Friday 7 August 2020

Peak Bean

They also serve [dinner] who only stand and wait. At the end of April I planted out a few handfuls of haricot beans saved from last year, which sprouted on All Fool's Day. Back then, we were scavenging wild garlic for our ration-of-greens and still anticipating a last late frost. The frost came in May and scythed through the outdoor kitchen gardens of many of our friends-and-neighbours <shakes defiant fist at the sky-gods>. But our beans were cosy-up in the polytunnel and starting to need string and stakes. We are now at peak bean and I am on my knees and up a ladder every tuthree days picking the harvest. At the beginning of last week I picked two canvas bags full: the choicest 3 lbs [=450g, garden produce is packed Old Style] we sent to our neighbours and I chopped and blanched the lumpier lads for the freezer [4 x 300g packed in oval soup-tubs]; and I made three meals out of that harvest.  Then on Saturday I went at it again:
I include a tea-pot for scale. On Sunday, I was up the ladder again because the weight of foliage (and more beans) had broken one of the supporting strings and I had to jury-rig some more rigging. This variety of bean will happily grow to 4.5m (the height of the polytunnel) if string and sticks are set for support. We now have a wall of beans . . . for nothing. The peas which we bought in a garden centre for ready money have been pathetic. It would have been far better to invest in Cap'n Birdeye's frozen peas and leave room in the garden for anything else.

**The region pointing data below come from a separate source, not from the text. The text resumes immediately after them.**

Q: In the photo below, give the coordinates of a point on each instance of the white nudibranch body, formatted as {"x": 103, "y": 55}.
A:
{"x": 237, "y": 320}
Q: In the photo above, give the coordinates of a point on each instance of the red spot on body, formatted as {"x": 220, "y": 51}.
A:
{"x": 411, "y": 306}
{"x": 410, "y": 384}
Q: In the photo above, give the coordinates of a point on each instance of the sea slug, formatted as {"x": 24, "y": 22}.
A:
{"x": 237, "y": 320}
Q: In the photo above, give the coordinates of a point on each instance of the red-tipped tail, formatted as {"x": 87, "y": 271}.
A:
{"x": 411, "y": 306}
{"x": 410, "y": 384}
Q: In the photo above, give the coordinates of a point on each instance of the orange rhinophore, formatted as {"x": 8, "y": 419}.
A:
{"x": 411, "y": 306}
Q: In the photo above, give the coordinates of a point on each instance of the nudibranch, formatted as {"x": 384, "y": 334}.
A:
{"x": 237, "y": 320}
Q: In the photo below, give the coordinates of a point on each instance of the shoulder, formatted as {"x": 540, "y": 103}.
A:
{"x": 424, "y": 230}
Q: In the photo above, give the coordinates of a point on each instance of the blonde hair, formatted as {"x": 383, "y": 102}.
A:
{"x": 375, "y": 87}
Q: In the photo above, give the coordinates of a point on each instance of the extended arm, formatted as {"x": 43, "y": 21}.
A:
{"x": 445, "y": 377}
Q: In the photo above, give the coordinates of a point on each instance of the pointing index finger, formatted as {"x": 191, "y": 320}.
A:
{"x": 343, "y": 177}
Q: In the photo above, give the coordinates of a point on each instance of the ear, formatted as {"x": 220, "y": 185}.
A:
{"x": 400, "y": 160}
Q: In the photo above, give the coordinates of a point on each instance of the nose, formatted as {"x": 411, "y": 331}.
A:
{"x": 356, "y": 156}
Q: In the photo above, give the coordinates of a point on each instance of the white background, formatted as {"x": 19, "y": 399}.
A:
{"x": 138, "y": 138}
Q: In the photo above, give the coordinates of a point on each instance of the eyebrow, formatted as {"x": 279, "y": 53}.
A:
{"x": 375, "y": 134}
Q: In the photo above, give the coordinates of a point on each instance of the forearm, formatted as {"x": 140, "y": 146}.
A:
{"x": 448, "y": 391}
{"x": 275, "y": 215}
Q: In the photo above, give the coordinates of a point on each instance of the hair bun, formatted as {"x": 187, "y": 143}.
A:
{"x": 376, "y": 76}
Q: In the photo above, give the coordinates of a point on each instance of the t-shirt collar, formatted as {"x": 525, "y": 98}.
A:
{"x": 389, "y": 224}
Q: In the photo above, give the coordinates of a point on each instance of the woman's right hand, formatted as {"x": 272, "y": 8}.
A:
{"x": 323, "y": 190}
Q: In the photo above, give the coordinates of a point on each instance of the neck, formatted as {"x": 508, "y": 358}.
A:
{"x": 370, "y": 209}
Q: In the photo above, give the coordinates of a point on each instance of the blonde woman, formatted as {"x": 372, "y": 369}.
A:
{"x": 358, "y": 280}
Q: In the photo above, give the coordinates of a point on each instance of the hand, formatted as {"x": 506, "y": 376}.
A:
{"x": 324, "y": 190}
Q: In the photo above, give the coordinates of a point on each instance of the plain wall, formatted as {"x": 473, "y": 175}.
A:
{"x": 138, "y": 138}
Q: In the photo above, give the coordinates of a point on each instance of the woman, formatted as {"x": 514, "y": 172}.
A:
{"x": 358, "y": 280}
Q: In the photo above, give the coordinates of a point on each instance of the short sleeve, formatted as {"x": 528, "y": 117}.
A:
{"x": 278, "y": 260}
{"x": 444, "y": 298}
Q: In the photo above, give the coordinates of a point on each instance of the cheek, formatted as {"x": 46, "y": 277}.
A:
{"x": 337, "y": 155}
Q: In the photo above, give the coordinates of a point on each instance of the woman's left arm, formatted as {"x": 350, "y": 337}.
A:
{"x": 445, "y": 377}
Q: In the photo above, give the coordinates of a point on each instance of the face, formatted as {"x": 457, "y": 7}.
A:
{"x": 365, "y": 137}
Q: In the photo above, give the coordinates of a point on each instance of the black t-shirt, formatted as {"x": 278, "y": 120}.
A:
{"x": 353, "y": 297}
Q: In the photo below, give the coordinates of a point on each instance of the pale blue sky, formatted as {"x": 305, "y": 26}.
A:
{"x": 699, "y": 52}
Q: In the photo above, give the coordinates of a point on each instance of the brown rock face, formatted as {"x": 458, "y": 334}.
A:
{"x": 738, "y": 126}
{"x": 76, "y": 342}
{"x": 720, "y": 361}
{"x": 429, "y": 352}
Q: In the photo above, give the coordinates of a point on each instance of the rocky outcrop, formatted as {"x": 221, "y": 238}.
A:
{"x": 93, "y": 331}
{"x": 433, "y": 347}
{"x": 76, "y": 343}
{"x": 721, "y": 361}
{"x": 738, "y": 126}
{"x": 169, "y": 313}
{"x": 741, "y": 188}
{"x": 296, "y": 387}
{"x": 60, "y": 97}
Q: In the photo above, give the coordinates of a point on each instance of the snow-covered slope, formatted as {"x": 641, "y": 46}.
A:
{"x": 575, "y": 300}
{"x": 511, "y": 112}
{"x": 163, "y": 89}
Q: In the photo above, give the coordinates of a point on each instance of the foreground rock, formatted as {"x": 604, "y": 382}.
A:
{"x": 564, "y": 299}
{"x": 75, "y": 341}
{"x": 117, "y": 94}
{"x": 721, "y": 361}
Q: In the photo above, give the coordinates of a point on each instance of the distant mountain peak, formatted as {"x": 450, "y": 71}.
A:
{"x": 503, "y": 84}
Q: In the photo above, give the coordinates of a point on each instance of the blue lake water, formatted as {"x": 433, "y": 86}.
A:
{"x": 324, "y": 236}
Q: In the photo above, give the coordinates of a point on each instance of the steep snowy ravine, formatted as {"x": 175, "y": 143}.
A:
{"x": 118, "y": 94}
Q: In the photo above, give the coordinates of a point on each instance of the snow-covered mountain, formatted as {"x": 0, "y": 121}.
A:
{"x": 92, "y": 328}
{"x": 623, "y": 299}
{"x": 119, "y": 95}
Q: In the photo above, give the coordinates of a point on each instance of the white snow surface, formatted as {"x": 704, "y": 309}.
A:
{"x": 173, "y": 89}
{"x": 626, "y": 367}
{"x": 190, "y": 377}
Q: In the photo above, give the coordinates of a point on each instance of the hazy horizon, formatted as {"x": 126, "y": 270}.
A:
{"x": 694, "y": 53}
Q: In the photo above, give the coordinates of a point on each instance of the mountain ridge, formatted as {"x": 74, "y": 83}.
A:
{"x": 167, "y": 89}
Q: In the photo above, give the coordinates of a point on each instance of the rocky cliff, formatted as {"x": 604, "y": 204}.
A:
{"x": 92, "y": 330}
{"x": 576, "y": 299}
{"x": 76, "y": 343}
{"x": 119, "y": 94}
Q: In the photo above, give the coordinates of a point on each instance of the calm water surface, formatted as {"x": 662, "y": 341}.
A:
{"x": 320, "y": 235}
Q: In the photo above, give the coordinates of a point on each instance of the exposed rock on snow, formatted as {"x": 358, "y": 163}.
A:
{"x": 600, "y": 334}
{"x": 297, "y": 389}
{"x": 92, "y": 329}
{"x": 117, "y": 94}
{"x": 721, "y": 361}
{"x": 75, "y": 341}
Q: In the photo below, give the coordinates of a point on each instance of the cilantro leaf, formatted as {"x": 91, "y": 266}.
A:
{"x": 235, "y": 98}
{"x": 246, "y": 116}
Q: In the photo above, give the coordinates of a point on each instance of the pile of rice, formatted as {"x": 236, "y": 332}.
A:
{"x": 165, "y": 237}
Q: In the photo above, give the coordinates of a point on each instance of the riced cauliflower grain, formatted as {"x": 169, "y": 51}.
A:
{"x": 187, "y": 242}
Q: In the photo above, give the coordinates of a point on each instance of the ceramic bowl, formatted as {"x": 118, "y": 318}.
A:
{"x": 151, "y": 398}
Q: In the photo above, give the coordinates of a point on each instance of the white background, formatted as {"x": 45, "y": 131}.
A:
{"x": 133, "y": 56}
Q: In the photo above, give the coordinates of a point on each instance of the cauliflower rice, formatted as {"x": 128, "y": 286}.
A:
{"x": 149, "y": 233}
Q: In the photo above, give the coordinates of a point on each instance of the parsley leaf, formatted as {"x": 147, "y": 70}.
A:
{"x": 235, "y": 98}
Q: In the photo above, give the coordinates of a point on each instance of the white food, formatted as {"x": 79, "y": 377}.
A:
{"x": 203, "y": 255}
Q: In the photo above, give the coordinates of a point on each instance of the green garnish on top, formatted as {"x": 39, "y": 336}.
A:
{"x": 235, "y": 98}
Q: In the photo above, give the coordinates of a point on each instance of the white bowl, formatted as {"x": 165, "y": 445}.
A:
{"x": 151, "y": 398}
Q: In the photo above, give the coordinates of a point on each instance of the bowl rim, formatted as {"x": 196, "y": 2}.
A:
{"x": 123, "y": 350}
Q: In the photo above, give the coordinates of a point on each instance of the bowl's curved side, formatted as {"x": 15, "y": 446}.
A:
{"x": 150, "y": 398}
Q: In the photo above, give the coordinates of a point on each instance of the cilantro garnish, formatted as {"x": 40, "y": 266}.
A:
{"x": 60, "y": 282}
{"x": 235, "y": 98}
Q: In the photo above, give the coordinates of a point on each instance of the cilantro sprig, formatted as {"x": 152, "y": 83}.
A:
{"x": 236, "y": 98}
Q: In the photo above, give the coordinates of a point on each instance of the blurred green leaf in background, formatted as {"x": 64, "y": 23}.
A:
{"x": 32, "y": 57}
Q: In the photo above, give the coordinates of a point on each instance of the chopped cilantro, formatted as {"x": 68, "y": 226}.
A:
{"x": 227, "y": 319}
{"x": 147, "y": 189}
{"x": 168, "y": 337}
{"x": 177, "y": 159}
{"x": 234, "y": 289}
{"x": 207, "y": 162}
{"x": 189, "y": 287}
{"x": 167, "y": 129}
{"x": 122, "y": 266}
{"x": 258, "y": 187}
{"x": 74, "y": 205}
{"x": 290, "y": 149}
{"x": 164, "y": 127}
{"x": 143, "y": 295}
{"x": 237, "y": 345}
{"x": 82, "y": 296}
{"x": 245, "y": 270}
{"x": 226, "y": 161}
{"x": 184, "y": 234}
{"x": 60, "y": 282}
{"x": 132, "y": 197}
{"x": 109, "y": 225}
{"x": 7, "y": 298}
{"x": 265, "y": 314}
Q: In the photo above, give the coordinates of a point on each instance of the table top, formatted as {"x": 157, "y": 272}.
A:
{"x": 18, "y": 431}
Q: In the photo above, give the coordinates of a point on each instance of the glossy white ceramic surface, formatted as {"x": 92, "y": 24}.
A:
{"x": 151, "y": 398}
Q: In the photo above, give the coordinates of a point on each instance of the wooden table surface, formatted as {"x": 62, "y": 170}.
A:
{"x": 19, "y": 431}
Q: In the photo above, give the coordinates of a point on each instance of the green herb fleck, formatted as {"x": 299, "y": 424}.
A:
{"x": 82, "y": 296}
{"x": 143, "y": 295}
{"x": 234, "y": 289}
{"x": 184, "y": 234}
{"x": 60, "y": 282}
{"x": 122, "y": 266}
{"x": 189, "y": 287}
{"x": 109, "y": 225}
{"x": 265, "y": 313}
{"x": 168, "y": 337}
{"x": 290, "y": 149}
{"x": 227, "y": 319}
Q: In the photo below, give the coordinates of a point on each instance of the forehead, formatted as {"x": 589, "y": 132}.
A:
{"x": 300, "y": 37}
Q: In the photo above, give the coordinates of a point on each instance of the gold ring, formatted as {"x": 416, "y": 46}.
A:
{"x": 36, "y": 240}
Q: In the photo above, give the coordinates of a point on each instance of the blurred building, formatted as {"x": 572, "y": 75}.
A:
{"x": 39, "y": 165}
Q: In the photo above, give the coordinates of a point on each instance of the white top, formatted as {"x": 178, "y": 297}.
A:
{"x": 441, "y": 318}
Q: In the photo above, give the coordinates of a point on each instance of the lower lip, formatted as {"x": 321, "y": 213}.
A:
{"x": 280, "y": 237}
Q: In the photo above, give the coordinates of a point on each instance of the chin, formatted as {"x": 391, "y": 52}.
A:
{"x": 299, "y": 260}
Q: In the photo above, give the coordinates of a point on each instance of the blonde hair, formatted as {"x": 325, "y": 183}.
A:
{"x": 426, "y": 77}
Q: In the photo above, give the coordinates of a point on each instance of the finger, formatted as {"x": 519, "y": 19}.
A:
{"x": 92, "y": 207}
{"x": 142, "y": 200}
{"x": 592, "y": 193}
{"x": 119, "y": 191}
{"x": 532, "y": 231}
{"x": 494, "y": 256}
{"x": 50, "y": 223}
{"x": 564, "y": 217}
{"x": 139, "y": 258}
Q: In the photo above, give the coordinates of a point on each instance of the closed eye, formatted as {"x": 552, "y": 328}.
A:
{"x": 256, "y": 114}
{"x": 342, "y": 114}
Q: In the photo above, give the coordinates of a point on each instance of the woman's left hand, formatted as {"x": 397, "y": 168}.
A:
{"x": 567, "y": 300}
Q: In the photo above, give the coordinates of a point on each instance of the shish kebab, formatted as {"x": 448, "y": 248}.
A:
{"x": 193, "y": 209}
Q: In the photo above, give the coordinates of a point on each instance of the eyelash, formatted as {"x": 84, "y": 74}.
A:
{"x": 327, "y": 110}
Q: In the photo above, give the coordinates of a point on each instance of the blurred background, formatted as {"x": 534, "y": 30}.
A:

At the beginning of May, as an experiment, I planted the sprouty end of two potatoes into a couple of feed-sacks half full of compost and filled the bags up with straw as a mulch. The results [R with a tea-spoon for scale, is the harvest from one half potato and 13 weeks of time] are better than peas, much worse than beans. 10 potatoes mostly tiny is a meal for two. I think I'll try that again next year though. It's like no-dig [=lazy-arse] spuds where you lay out the potatoes on any convenient patch of ground and cover them with a generous layer of straw. We've tried that in prior years, without a great deal of success. I think that paper spud-sacks are better than plastic fertiliser sacks with holes cut in the bottom. I can imagine it getting really sweaty and mycelial inside an air-tight plastic sack even if the top is open. But do not <spill alert> at any stage, attempt to move paper sacks filled with damp compost. Note to self :try both next year.